La sua trattoria è di quelle giuste, che sprizzano il calore emiliano, coi tavoli e le sedie di legno, il Lambrusco, i tortellini con brodo di cappone più buono del mondo. A inizio settembre ha riaperto le porte, ma ha dovuto combattere, praticamente solo con le proprie forze e quelle della sua famiglia. I soldi dello Stato? Chissà. Ma intanto devi combattere con la burocrazia e lottare per riavere l’agibilità. E pagare. Se non te lo raccontassero non ci crederesti. “Quando c’è stato il terremoto aspettavo la gente di un matrimonio. E non è arrivata. Poi sono scesa in strada e ho incominciato a dare da mangiare alla gente, pane e salame e quello che avevo… perchè il mangiare è il primo segnale che ci sei e anche di una certa normalità”. Mentre lei lo racconta sorride, ma i segni di questi mesi di incertezza e di fatica si vedono. Eppure Giovanna è contenta, come chi sa che poi tutte le cose vanno a posto, se ci si impegna nella giusta direzione.



Questa osteria, dedicata alla signora Genoveffa, esiste dal 1786 ed era il punto di ritrovo e ristoro della gente che transitava sul fiume.
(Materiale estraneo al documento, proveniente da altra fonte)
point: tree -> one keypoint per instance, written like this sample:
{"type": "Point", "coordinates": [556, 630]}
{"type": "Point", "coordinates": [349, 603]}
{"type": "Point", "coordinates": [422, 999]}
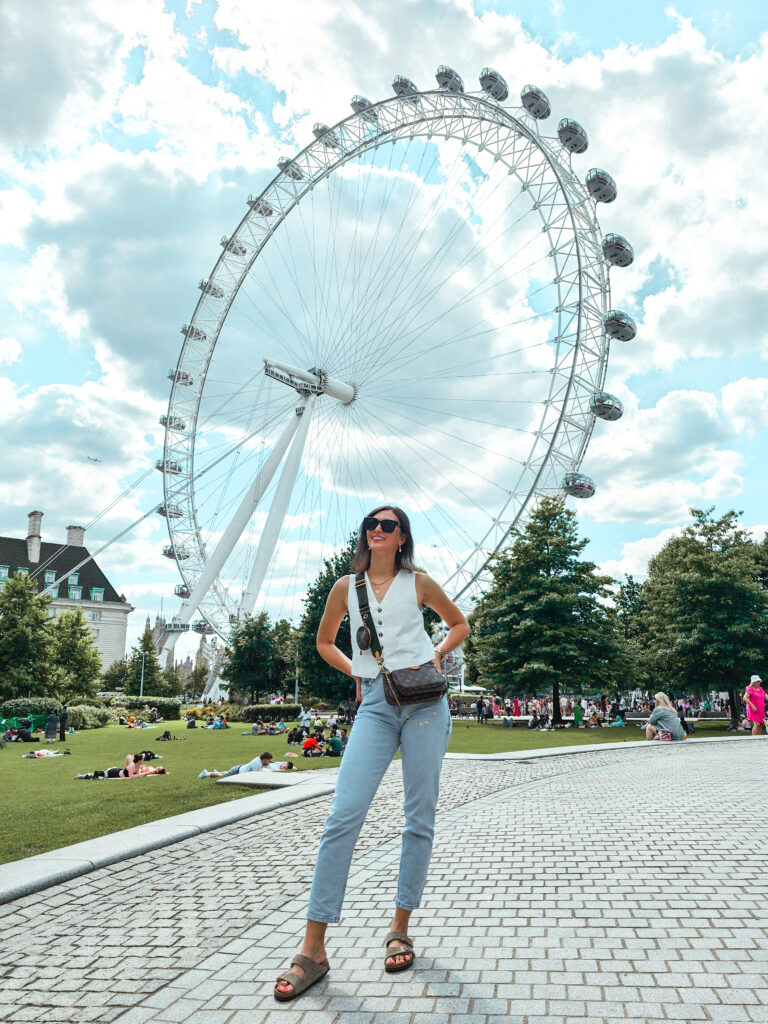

Qui si fa una torta sfogliata ripiena di formaggio, la “torta degli ebrei”, che è il piatto tipico di Finale Emilia. Si celebra il 2 di novembre, ma lei ce l’ha sempre in carta e una porzione costa tre euro. Tra gli antipasti, in questo periodo fa lo sformato di zucca, ma anche la terrina di fegato d’oca con la confettura di fichi. Coi salumi superbi del modenese c’è lo gnocco fritto. Ma che buoni i passatelli in brodo di cappone e faraona, i cappellacci di zucca con salvia, mandorle e amaretti e quei maccheroni al torchio alla maniera della Fefa, ossia con prosciutto crudo e fagioli. E dopo l’assaggio, a quel punto, avrei voluto abbracciarla, prima della fine del pranzo. Ma c’era ancora la coscia d’anatra confit con salsa al lambrusco e uva e i medagiolini di maialino con salsa di mele campanine e purè di sedano rapa… e poi il coniglio, il filetto di manzo di romagnola… Come dolce la torta di tagliatelle al profumo di Anicione, la zuppa inglese con crema pasticciera. Il suo gelato alla crema o la Taccolenta degli Estensi.



I prezzi sono proprio da osteria, non spendi più di 40 euro. Alla fine l’ho abbracciata davvero questa cuoca dei nostri tempi, capace di suscitare la felicità, nonostante tutto quello che è successo e succede. Venite allora a La Fefa per scoprirne la forza dell’amore.